If you see a fire at the Lincoln Boyhood National Memorial, don't fret: It's on purpose
Lincoln Boyhood National Memorial is set on keeping the park in a similar condition as when Abhram Lincoln lived there. Part of that happens through an occasional, prescribed burn in the park.
The last was three years ago. The next one should start soon and will involve 40 acres.
A prescribed burn is a planned fire that removes invasive plant species, debris and other unwanted forest lands to clear space for new trees and plants.
"Fire is really great for forested areas to keep them healthy and thriving," said Erin Hilligoss-Volkmannon, director of education and resource management for the park.

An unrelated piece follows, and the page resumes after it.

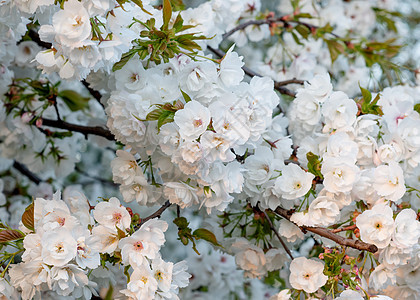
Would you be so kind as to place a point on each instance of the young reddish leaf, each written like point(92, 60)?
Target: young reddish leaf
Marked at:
point(167, 13)
point(206, 235)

The forested area towards the north of the pioneer cemetery, where Lincoln's mother is buried, and a small pasture area on the west side of County Road 300 East will be burned.
Here are some details about the plan:
When do they plan to set the fires at Lincoln Boyhood National Memorial?
The fires should take place during late March and April.
How did park officials choose which areas to burn?
They chose the north side area because trees there are around three years old, a sufficient age to withstand the burn. That way, workers can knock off some of the debris, restore native hickory and oak trees, and natural competition in that area.
How do workers start and monitor the fires?
Fire managers from the Indiana Dunes National Park will ignite and monitor the fire with drip torches so they can keep the fires low and controlled.
What effect does this have on plants and wildlife?
It rejuvenates the forest and gets nutrients back into the soil to promote the healthy growth of vegetation.
Working with the Fish and Wildlife Service, the park has determined that they have until April 15 to burn its designated areas because afterward, it would affect the bat population coming out of hibernation.